Families stay. Communities hold.
Birdie's House Community Development exists to combat community deterioration, stabilize families, and expand access to safe, high-quality affordable housing for low-to-moderate-income residents of Washington, DC.
Why we exist.
Washington, DC is losing its large-unit, family-sized affordable housing stock at pace. Condos replace rowhouses. Two-bedrooms replace four-bedrooms. The families who have held neighborhoods together for generations — extended households, multi-generational caregivers, large families with schoolchildren — find themselves priced out of the city they built.
The policy tools to combat this — housing choice vouchers, LIHTC, DC property tax exemptions for nonprofit affordable housing, TOPA — exist on paper. In practice, they're constrained by a scarcity of operators who can execute them well: nonprofits that can hold quality units, place qualified renters, navigate voucher bureaucracy, and coordinate with the lenders, agencies, and partners who make large-scale affordable housing work.
Birdie's House Community Development is built to be one of those operators.
Three lines of work, one mission.
Placement Coordination
We match qualified renters — market-rate and voucher-supported — to multifamily apartments across DC. The placement work funds itself through landlord fees and keeps families housed in quality units.
Acquisition & Preservation
We partner with mission-aligned owners and joint venture sponsors to acquire, rehabilitate, and preserve naturally occurring affordable housing in DC. Our 501(c)(3) status unlocks DC property tax exemptions and strengthens TOPA and LIHTC transactions.
Resident Services
Coordination doesn't end at move-in. We connect residents to case management partners, voucher-portability support, and emergency services when crises hit.

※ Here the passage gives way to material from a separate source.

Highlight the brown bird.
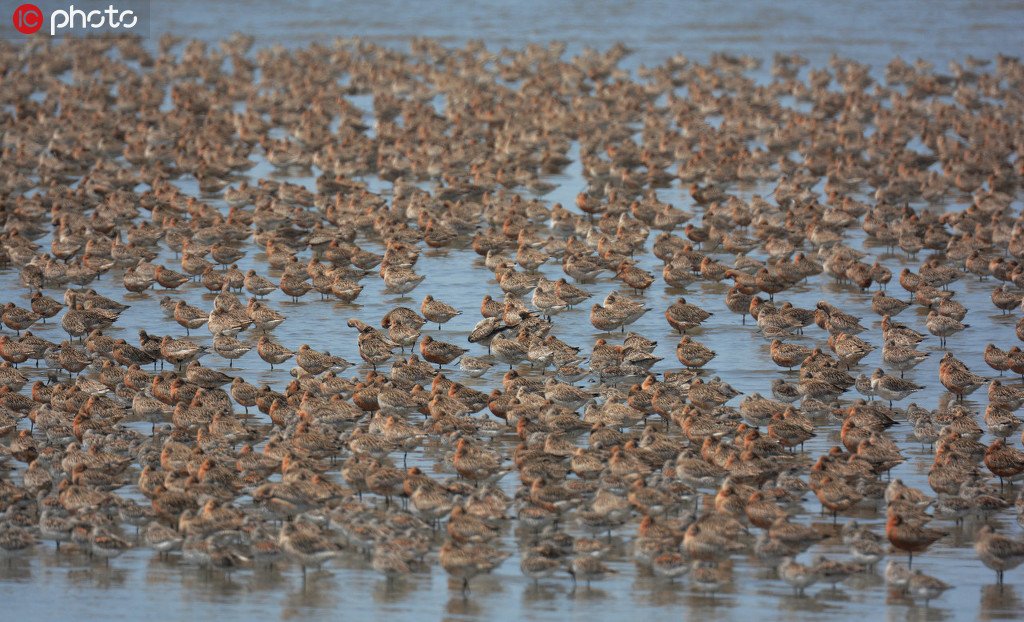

“Every family we place is a family DC doesn't lose. Every unit we preserve is one the market can't take back.”
Wards 7 and 8, first.
We operate first and deepest in Wards 7 and 8 — the neighborhoods most affected by displacement pressure and most underserved by the existing affordable housing operator pool. As our capacity grows, we expand west — but we don't leave the families we started with.